К своей досаде, Джеймс почувствовал, что краснеет, он уставился в тарелку с рыбой, делая вид, что отыскивает несуществующую косточку в нежных белых ломтиках.
Притворяясь небрежным, он сказал:
— Я ужинал в городе, потому что отпустил слуг на вечер.
— Тебя не было в ресторане, который мы заказывали, — отец звонил, и ему сказали, что ты отменил заказ.
— Но я…
Она вклинилась в паузу:
— И в клуб он тоже звонил.
Тут Джеймс поднял глаза, краснея уже от гнева.
— Что происходит? Это допрос? В следующий раз ты сообщишь, что за мной следил частный детектив?
Фиона невозмутимо изучала его лицо, вероятно толкуя румянец как признание вины.
— Не надо меня оскорблять. Просто мне интересно и хочется узнать, где ты был тем вечером.
— Я возобновил одно очень старое знакомство.
Она подождала, подняв бровь, но Джеймс не готов был рассказывать о матери. Вместо ответа он набил рот рыбой.
— Старая страсть?
Так она решила, что он провел ночь с женщиной!
Как она смеет устраивать такое на публике? — возмутился про себя Джеймс, скрежеща зубами. Она не имеет права. Она ему не жена. Пока. Да и будет ли когда-нибудь, не известно. Та ли это женщина, которая ему нужна?
— Нет, это была пожилая женщина, — отрубил он и допил вино, показавшееся вдруг горьким.
Фиона нахмурилась.
— Пожилая женщина? Кто же это? Твоя старая нянюшка?
Джеймс решил, что с него хватит.
— Разве не ясно, что я не хочу говорить об этом? — Он отодвинул тарелку.
Остаток вечера прошел прохладно. Они не молчали — оба были слишком хорошо воспитаны.

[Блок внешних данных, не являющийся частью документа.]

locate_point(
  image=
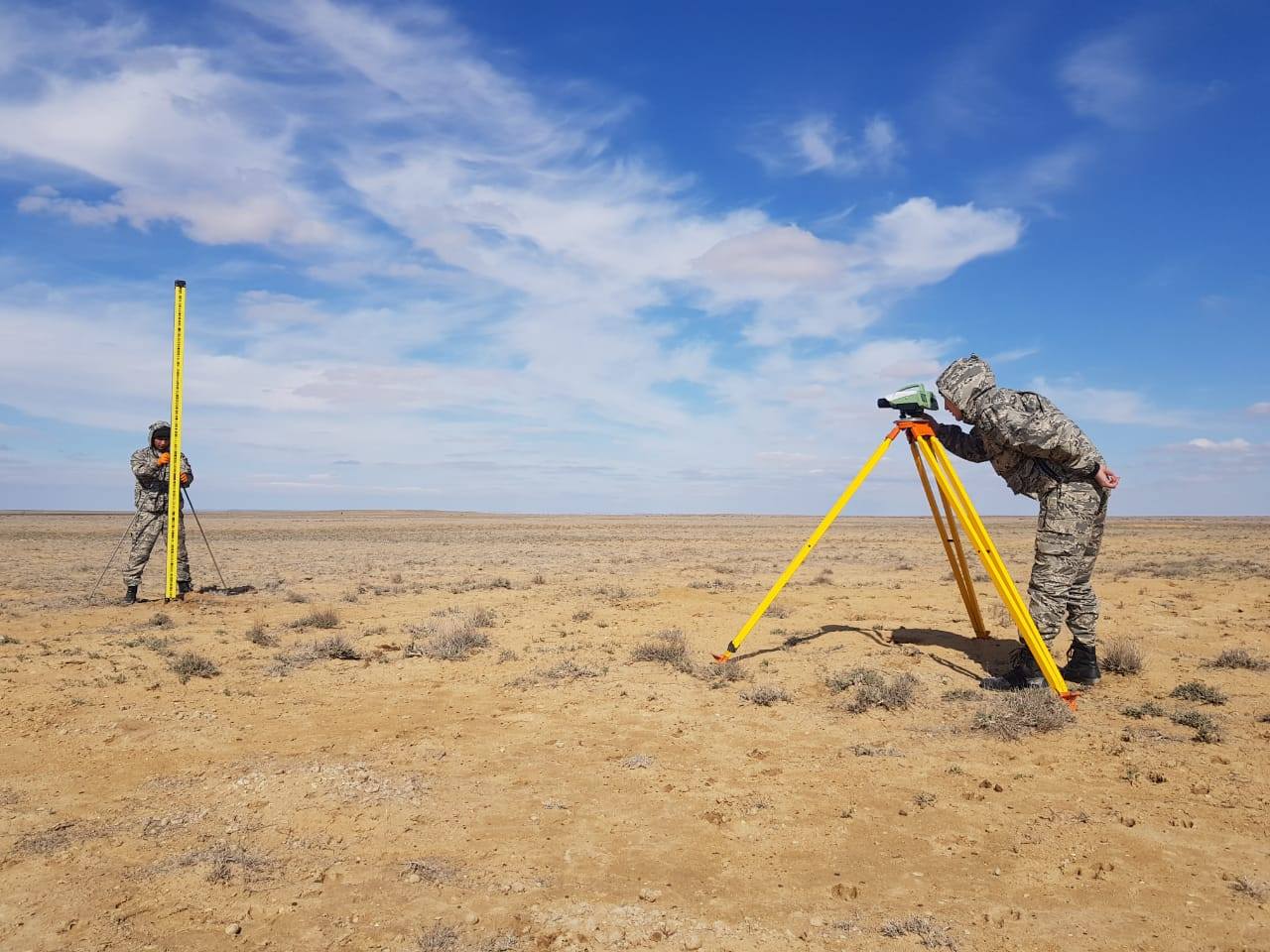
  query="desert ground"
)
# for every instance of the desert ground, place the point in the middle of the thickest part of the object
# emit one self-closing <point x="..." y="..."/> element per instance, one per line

Говорили о делах, о Сити, о компаниях на грани банкротства и о тех, чьи дела шли блестяще, обсуждали слухи о слиянии компаний, признаки финансовых проблем, чьи-то тайные намерения захватить контрольный пакет. После кофе задерживаться не стали. Джеймс сразу же отвез Фиону домой; они обменялись ничего не значащими вежливыми фразами, и он холодно поцеловал ее на прощание.

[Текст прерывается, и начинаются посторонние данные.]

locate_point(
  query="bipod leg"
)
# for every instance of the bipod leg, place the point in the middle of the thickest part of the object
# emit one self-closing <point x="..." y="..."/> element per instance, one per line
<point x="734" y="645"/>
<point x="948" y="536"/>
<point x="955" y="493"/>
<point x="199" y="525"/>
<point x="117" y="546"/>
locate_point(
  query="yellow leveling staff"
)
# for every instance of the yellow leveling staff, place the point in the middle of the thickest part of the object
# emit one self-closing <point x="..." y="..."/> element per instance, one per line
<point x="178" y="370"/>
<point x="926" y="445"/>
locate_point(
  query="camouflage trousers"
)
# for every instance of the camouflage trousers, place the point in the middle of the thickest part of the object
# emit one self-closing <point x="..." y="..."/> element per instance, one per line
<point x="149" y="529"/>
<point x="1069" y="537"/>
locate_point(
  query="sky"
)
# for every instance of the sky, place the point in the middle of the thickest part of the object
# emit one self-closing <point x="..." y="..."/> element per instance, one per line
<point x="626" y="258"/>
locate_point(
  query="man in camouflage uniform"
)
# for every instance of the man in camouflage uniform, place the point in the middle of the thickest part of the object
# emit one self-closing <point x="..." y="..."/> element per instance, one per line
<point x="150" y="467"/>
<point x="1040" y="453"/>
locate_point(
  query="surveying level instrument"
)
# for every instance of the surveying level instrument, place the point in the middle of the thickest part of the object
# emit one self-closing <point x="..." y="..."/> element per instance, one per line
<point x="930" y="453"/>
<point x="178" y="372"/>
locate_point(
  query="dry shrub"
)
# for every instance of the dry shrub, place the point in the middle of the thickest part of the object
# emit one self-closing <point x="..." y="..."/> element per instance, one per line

— Спокойной ночи, Джеймс. Спасибо за чудный ужин.
— Спокойной ночи, Фиона. Постарайся не работать слишком много, пока не будет отца.
Общепринятая вежливость — единственный цивилизованный способ обойти трещину, которая открылась между ними. Или она была всегда? Он вообще когда-нибудь задумывался о Фионе?
Во всяком случае, сейчас у него есть время подумать неделю-другую. Поездка ее отца дает подходящий повод для перерыва в отношениях. По дороге домой Джеймс решил, что должен послать ей букет цветов. Что написать в записке? «Сожалею»? Нет. Зачем врать, он не сожалел ни о чем, что сказал или сделал.
Так что же написать? Просто: «С любовью от…»? Почему бы нет? Это ни к чему не обязывает. Все так пишут.
Его пробрала дрожь. Неделю назад он был почти уверен, что женится на ней. Но хочет ли он провести остаток жизни под светом прожекторов, за колючей проволокой, с собаками по периметру?
Он знал, что ведет себя смешно, мелодраматично, но какая свобода у него останется, если Фиона собирается быть в курсе всего, что он делает, где бывает, а потом — вне всяких сомнений — и о чем думает?